Contact behavior of gear teeth plays a key role in modeling and analysis of geared systems. To reasonably evaluate the time-varying contact characteristics of spur gear systems, a new load-dependent time-varying meshing stiffness model incorporating elastic contact stiffness, temperature stiffness and oil film stiffness is developed. Asperity pressure and lubricant pressure are considered for the oil film stiffness. The engagement of the gear pair is decomposed and classified based on the time-varying contact analysis and then five meshing states are obtained. A novel nonlinear dynamic model of the gear-rotor-bearing system with 5-state mesh including time-varying backlash and time-varying meshing stiffness is established by introducing multiple state sub-functions. The effects of gear temperature and load on the meshing stiffness are analyzed. 5-state meshing behavior is identified and characterized by constructing 5 Poincaré maps. The bifurcation and evolution of 5-state meshing behavior are investigated by changing parameters.
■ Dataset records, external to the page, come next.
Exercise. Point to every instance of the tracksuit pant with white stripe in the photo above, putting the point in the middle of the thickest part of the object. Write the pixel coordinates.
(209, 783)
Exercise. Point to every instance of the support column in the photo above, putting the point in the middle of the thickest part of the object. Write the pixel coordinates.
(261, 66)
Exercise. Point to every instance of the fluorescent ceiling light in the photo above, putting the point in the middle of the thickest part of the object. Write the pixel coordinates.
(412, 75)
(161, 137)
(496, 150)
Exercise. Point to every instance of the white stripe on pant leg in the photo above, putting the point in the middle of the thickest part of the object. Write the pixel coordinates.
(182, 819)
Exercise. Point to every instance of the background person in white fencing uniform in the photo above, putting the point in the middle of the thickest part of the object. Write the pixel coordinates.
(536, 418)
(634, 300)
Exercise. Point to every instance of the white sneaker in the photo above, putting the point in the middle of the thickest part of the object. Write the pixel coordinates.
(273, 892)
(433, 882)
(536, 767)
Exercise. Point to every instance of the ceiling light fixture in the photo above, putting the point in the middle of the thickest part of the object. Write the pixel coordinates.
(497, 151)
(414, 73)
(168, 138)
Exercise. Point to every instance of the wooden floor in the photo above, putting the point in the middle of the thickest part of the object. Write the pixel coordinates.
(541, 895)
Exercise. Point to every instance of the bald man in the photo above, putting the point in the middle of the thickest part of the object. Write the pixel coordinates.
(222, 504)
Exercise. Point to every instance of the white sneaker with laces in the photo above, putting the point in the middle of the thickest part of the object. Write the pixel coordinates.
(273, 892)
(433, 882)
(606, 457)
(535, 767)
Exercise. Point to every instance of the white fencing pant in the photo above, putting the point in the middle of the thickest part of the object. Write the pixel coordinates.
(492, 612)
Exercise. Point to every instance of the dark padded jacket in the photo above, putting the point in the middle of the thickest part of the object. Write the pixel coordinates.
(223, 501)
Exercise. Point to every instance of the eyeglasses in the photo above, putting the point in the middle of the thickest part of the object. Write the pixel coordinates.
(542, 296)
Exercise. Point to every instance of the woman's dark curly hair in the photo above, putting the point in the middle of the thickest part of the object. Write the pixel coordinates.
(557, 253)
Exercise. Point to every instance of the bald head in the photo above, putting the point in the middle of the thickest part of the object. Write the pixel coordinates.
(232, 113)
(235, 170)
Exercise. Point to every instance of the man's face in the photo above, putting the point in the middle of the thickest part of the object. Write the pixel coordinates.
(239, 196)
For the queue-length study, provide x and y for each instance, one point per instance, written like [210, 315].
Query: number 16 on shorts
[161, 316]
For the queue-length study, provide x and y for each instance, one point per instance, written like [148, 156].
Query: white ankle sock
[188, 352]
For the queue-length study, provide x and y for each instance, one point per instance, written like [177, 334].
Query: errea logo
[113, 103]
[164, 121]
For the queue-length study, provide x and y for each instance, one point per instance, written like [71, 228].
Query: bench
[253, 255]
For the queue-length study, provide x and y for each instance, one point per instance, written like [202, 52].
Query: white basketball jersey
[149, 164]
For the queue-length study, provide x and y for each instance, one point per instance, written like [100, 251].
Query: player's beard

Distribution of multi-state meshing behavior in two-parameter planes is analyzed to obtain the correlation between multi-parameter and multi-state behavior. The results demonstrate that temperature and load greatly affect the time-varying meshing stiffness, of which the temperature stiffness contributes the most and the oil film stiffness contributes less. The parameters change the system dynamics by affecting the multi-state meshing behavior. The dynamic behavior is highly dependent on the matching and combination of multiple parameters. Diversity of multi-state meshing behavior is clearly revealed. The presented results provide an understanding of the time-varying engaging characteristics and therefore serve as a useful source of reference for engineering in designing and controlling such gear systems.